Chiara Ferragni revela por que o nariz está torto: o acidente em Maui que marcou o rosto
Chiara Ferragni explica que quebrou o nariz aos 10 anos em Maui; cirurgia deixou o nariz um pouco torto e revela semelhança com o filho Leone.
RESUMO ✦
Sem tempo? A Lili IA resume para você
Chiara Ferragni revela por que o nariz está torto: o acidente em Maui que marcou o rosto
Em uma breve e direta aparição nas redes sociais, a empresária e influenciadora Chiara Ferragni ofereceu ao público a explicação por trás de um detalhe do seu rosto que frequentemente chama atenção: o seu nariz. Acontece que, segundo ela mesma contou, tudo remonta a um acidente ocorrido quando tinha 10 anos.

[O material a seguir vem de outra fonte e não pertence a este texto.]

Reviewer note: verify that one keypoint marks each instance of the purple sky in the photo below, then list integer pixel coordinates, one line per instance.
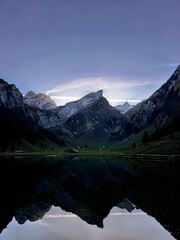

Em postagem acompanhada por uma foto em que aparece com um evidente curativo no nariz, Chiara Ferragni narrou: "Aos 10 anos quebrei o nariz fazendo body surf em Maui, no Havaí". Ela acrescentou que precisou passar por uma intervenção cirúrgica após o episódio — e que é por isso que seu nariz fica um pouco torto atualmente.
Ao compartilhar a imagem, a empreendedora observou também uma curiosa coincidência: a semelhança entre a versão infantil dela registrada na foto e o rosto do primogênito, Leone, fruto da relação anterior com o músico Fedez. O comentário, simples e humano, transformou um detalhe físico em um momento de memória e família.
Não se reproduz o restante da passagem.